Les Émirats arabes unis, qui étaient le principal bailleur de cette aide acheminée par la mer, ont, eux aussi, annoncé interrompre ce volet de leurs opérations. Le pays réclame d’Israël qu’il garantisse la sécurité des travailleurs humanitaires. Ces deux décisions devraient entraîner une interruption de facto de ce couloir maritime tout juste mis en place : un seul bateau était parti de Chypre il y a trois semaines.
Ces frappes israéliennes de lundi ont également entraîné les autres organisations humanitaires actives dans la bande de Gaza à repenser leurs opérations. Certaines ont décidé de les interrompre totalement, d’autres de ne plus se rendre dans le Nord, la partie la plus dangereuse aujourd’hui mais aussi celle où la situation humanitaire est la plus délicate.

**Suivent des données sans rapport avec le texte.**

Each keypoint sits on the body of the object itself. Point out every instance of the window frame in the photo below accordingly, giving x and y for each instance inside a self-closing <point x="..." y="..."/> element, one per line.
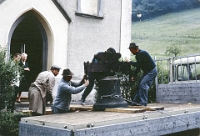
<point x="99" y="10"/>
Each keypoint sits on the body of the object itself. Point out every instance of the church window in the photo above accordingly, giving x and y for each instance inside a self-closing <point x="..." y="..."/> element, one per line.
<point x="90" y="8"/>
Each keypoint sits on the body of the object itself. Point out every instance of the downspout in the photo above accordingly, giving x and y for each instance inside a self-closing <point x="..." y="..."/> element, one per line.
<point x="120" y="27"/>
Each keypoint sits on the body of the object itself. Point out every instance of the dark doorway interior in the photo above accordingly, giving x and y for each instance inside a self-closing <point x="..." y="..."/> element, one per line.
<point x="28" y="36"/>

Des décisions qui s’ajoutent aux restrictions déjà imposées par Israël : l’Unrwa, l’agence des Nations unies pour les réfugiés palestiniens, qui est le principal acteur humanitaire dans l’enclave palestinienne, avait ainsi annoncé il y a dix jours qu’elle n’obtenait plus d’autorisation israélienne pour livrer de l’aide humanitaire dans le nord de l’enclave assiégée.